Resolution Rule The resolution for propositional logic in clausal form is straightforward: If we have two clauses, C 1 and C 2, where P is in C 1 and ~P is in C 2, the resolvent is C 1 \{P} U C 2 \{~P}.
Resolution Given a formula, we negate the formula and then put the result into clausal form. We then choose two clauses from the set which have complementary literals, e.g., P and ~P, and apply the resolution rule to obtain a new clause which is then added to the set. We repeat this process until the empty clause (bottom, or contradiction is obtained). If we can derive bottom, the original formula is a tautology.

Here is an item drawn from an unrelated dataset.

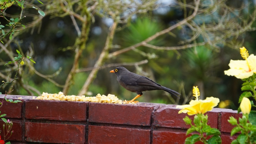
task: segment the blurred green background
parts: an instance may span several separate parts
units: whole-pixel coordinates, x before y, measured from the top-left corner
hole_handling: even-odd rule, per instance
[[[41,1],[44,5],[40,5],[36,1],[27,2],[40,6],[43,11],[47,12],[49,8],[47,7],[50,7],[52,4],[51,1]],[[180,2],[184,3],[185,1]],[[210,1],[201,1],[201,3]],[[193,1],[186,1],[186,3],[189,4]],[[238,9],[240,11],[239,16],[242,17],[250,15],[254,11],[255,3],[252,1],[223,2],[232,8]],[[113,41],[113,45],[115,46],[111,49],[110,52],[143,41],[156,33],[182,20],[184,15],[188,16],[191,14],[188,9],[184,11],[184,9],[173,1],[157,1],[156,2],[162,3],[163,5],[145,12],[133,15],[127,24],[118,24],[119,28],[116,31]],[[252,9],[249,7],[249,4]],[[74,6],[75,9],[76,5]],[[28,14],[36,15],[38,14],[33,9],[25,9],[24,11],[28,16],[23,20],[21,23],[27,26],[35,20],[33,16],[29,16]],[[6,16],[7,18],[11,17],[11,15],[18,15],[20,13],[20,8],[13,5],[7,9],[5,12],[9,14]],[[199,20],[204,20],[204,21],[198,22],[205,24],[218,23],[216,20],[221,19],[223,15],[217,14],[224,12],[217,11],[217,14],[207,12],[197,16],[193,20],[194,22],[196,23]],[[29,47],[31,48],[34,53],[30,56],[36,62],[34,65],[36,69],[44,75],[51,75],[61,68],[59,73],[52,78],[58,84],[64,84],[72,66],[75,49],[72,46],[77,36],[77,33],[69,16],[59,16],[46,14],[39,24],[21,30],[8,49],[14,52],[16,49],[20,47],[25,53],[29,50]],[[2,18],[0,18],[1,24],[5,24],[6,22]],[[94,21],[90,26],[86,47],[79,61],[80,68],[93,66],[104,47],[109,27],[113,23],[111,18],[99,15],[93,15],[93,18]],[[252,27],[256,26],[255,20],[251,20],[253,21],[251,26]],[[81,28],[82,24],[79,21],[77,22],[79,28]],[[230,22],[233,22],[230,21]],[[179,42],[190,38],[192,32],[189,27],[186,26],[180,27],[171,32],[158,37],[149,44],[158,46],[180,45]],[[139,65],[139,68],[136,68],[134,66],[125,67],[131,72],[147,76],[163,86],[181,92],[183,95],[185,94],[187,97],[191,94],[193,86],[198,85],[204,97],[213,96],[219,98],[220,100],[230,100],[234,104],[231,102],[229,108],[236,109],[238,98],[242,93],[240,88],[242,81],[234,76],[224,75],[224,71],[229,68],[228,64],[231,59],[242,60],[239,53],[239,47],[245,47],[250,54],[256,53],[255,48],[256,32],[251,30],[241,32],[239,37],[228,38],[240,43],[240,45],[232,47],[227,44],[216,43],[219,48],[217,50],[206,45],[169,51],[156,50],[140,46],[136,51],[130,51],[104,62],[108,64],[136,62],[147,60],[148,63]],[[203,36],[199,36],[195,41],[197,43],[204,41],[204,38]],[[10,67],[5,67],[4,64],[12,60],[4,51],[1,52],[0,72],[8,76],[8,72],[5,70]],[[88,94],[92,94],[90,96],[95,96],[99,93],[106,95],[110,93],[115,94],[122,100],[128,100],[136,95],[122,87],[116,80],[116,75],[109,73],[109,71],[115,68],[112,67],[100,70],[97,77],[90,86],[89,91],[91,93]],[[15,70],[13,69],[11,72],[8,72],[14,73]],[[25,72],[22,76],[23,82],[38,90],[41,93],[43,92],[58,93],[62,90],[62,88],[36,75],[26,66],[22,70]],[[70,87],[68,95],[78,94],[90,72],[75,75],[74,85]],[[12,76],[13,76],[13,75]],[[3,80],[3,77],[0,77],[0,81]],[[29,95],[19,83],[14,84],[14,90],[10,94]],[[1,88],[0,91],[4,93],[5,91],[12,85],[9,84]],[[34,95],[37,96],[36,93]],[[172,104],[175,102],[176,99],[163,91],[155,91],[144,92],[142,96],[138,100],[141,102]],[[184,100],[184,98],[181,96],[179,104],[182,104]]]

Example Consider the clause set: { {N, ~V, ~P}, {D}, {~O, V, ~P}, {P, L, N}, {~D, O}, {~L, N}, {~N}} 8. {~V, ~P} 1,7 9. {~L} 6,7 10. {P, N} 4, {O} 2, {V, ~P} 3, {~P} 8, {N} 10, {} 7, 14
Soundness and Completeness Resolution is both sound (if you can prove it, it's true) and complete (if it's true, you can prove it). How do we know resolution is sound and complete? We proved a theorem showing that.
Proof A literal is a person. A positive literal is a male and a negative literal is a female. There is a one-to-one correspondence between literals and their negations. A clause is a family. A clause set is a town. The marriage rule is the resolution rule. The murder rules happens because clauses are sets. The clone rule occurs because we keep copies of old clauses.
Proof (cont'd) The perfect family is the empty clause, or bottom. If we can create the perfect family, then we can derive bottom from the clause set. The social club is an interpretation that satisfies the clause set. That is, each literal or its negation is in the set, i.e., is true. Each clause has at least one literal which is true, so each clause is true as a clause is a disjunction. So, the set is satisfiable.
Proof (finished) So, the theorem is “there is a social club if and only if the perfect family cannot be created,” or conversely, “you can create the perfect family iff there is no social club.” Which means “you can derive a contradiction iff the formula is unsatisfiable, hence it's negative is a tautology.” Thus resolution is sound and complete.